En ce sens, on pourrait dire que la crise de l’euro a été à la fois un désastre économique et un succès politique pour les élites financières et politiques européennes. Après tout, cela leur a permis de restructurer et de réorganiser radicalement les sociétés et les économies européennes selon des lignes plus favorables au capital, tout en créant l’un des plus grands transferts de l’histoire de richesse vers le haut – tout cela au nom des réalités prétendument incontournables de l’euro.

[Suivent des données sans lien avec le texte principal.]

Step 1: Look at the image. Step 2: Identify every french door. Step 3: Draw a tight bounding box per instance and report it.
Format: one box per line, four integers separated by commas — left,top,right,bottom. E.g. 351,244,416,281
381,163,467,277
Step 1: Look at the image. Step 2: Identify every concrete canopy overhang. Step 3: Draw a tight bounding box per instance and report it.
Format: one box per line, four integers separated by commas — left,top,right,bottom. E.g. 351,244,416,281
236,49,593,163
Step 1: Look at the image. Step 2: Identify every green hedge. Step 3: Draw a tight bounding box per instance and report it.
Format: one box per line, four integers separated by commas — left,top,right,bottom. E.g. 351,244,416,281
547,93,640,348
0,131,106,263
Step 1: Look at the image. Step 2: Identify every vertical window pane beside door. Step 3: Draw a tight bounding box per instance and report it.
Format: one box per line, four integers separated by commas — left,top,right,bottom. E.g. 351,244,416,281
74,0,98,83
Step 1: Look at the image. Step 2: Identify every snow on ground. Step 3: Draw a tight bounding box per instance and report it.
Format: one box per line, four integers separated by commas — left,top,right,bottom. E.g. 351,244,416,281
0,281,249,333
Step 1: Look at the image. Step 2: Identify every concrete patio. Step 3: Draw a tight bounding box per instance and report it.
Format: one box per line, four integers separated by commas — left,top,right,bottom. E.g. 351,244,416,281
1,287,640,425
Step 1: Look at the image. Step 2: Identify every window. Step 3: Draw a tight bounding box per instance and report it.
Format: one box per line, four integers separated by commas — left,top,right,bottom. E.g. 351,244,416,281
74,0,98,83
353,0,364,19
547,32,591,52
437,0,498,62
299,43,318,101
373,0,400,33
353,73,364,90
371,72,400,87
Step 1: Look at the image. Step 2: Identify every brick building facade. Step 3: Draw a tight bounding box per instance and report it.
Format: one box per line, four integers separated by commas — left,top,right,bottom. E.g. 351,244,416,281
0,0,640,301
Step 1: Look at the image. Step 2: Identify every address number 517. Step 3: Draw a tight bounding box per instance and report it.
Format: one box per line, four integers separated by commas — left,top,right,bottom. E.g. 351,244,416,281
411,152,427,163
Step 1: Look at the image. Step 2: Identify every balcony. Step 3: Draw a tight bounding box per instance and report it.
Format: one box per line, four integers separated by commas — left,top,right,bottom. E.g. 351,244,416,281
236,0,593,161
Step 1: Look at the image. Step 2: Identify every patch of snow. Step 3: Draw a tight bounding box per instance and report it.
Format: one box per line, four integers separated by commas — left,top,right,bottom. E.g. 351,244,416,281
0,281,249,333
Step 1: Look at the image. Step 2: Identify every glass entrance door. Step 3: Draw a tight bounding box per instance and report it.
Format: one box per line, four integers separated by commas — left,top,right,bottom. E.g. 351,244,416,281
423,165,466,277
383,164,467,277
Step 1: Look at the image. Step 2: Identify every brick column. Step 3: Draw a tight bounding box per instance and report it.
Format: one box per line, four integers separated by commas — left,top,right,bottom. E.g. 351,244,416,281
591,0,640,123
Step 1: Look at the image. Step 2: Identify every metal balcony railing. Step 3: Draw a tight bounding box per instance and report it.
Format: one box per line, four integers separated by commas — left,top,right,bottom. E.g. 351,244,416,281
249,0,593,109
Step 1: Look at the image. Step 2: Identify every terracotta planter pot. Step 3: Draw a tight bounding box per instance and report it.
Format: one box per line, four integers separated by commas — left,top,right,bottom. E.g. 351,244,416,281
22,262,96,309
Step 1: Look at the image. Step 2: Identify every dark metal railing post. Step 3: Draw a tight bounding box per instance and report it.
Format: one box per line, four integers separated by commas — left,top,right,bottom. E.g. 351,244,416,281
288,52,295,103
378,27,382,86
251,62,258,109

Depuis lors, peu de choses ont changé en ce qui concerne le fonctionnement interne de l’union monétaire. Même la suspension temporaire des règles budgétaires de l’UE pendant la pandémie est en train d’être réduite. Une version remaniée mais fondamentalement inchangée du cadre budgétaire de l’UE devrait revenir en vigueur cette année, ce qui marquera le retour de l’austérité sur le continent (Fazi, Unherd, mai 2023). Le fait que l’Allemagne soit tombée en disgrâce dans le processus, passant de l’hégémonie européenne incontestée au vassal en chef des États-Unis, est l’une des grandes ironies de la dernière décennie.
Néanmoins, lorsque les élites européennes disent que l’euro a été un succès, elles révèlent involontairement une vérité. De leur point de vue, c’est sans aucun doute le cas ; Et leur plus grand succès a sans doute été de convaincre tout le monde qu’il n’y a pas d’alternative. Pour paraphraser Mark Fisher, il est plus facile d’imaginer la fin du monde que la fin de l’euro.